The canonical answer to the problems of “Hawt and Royally Depressed” is, actually, a good one. Start paying attention to what you do like about your wife; think about what hasn’t changed in the years when she’s gained weight. Do you like her laugh? Her sarcasm? Her way of buying treats for you? (If the advice comes from a sex columnist, it will include think about what you really like with that person in bed; most likely, that hasn’t changed, or hasn’t changed much.) Focus on those things, and your attraction will come back. It’s good advice, and it can work.
But here’s the thing no one ever tells you: you are not a slave to your attraction patterns. They can be changed. They were programmed into you in the first place, and you can work to reprogram them to suit yourself. (Before you ask, we are not saying, for example, that you can make yourself be heterosexual if you’re not, or learn to love your biogender. This is something different.)
Virtually always, the person who “just isn’t attracted” any more has completely accepted the young/thin/pretty ideal as the only sexually attractive one. Now, let’s see why people do that. Could it be because that is force-fed to all of us from a very young age (and the younger you are, the more TV you probably watched as a child, and the earlier the force-feeding started). By the time we reach puberty, we’ve already been taught what we’re supposed to like and respond to and, surprise! Our genitals behave accordingly.
So here’s what Dan Savage would never say: if you want to have a good sexual relationship with someone as s/he ages and changes shape, there are some very specific things you can do:
1) Really think about why and how you like/love that person and want them in your life. The great laugh and the way of buying you treats are the superficial version of this–we’re talking about a much deeper thing. What’s special about them? What would you miss if you never had sex with them again?
2) Look at pictures of people who look like that person. If you can find them, nudes are good. (We’re a resource.) Look a lot. If the pictures bother you in some way, turn away and then turn back and keep looking. If you are a porn reader or watcher, porn is good here.
3) Look at people in real life who look like that person. Don’t just glance at them and glance away because they’re not in your playbook. Look at them the way you look at people you find attractive. Think about what clothes you like on them, what style of movements look better to you.

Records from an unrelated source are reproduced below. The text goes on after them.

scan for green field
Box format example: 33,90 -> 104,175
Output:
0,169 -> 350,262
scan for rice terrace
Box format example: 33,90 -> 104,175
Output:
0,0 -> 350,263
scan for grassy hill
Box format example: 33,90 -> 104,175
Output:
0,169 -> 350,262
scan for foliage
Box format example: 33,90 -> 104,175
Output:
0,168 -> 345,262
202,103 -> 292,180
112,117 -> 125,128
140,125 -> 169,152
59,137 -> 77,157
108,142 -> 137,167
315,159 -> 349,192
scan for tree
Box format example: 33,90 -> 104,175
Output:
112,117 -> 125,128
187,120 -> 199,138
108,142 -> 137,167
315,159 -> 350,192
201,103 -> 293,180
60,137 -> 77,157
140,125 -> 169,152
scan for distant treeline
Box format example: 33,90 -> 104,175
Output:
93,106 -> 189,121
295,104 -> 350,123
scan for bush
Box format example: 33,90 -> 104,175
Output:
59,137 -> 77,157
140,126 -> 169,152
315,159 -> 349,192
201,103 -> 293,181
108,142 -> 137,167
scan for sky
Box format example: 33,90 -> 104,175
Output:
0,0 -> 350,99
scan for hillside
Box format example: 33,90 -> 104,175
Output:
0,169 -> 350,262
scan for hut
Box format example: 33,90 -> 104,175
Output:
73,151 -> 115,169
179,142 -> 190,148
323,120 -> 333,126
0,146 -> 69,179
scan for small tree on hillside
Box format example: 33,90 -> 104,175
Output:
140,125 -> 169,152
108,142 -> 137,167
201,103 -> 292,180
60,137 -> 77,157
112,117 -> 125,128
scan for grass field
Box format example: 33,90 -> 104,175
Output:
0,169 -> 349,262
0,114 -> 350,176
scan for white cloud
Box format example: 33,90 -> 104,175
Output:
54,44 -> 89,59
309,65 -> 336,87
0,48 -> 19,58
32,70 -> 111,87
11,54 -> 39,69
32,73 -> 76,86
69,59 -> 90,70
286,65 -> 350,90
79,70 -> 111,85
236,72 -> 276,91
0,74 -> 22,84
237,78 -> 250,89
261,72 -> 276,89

4) Try inhabiting the other person’s body now and then. What does it feel like to be them? Walk like them, move like them, laugh like them.
Nothing changes overnight. This is a process. The programming goes deep, and it’s constantly being reinforced. But these steps help. A lot.
And they change the “blame the victim” mindset of Dan Savage and the “such a pretty face” mindset of the conventional advice into an approach that can actually make you like yourself more.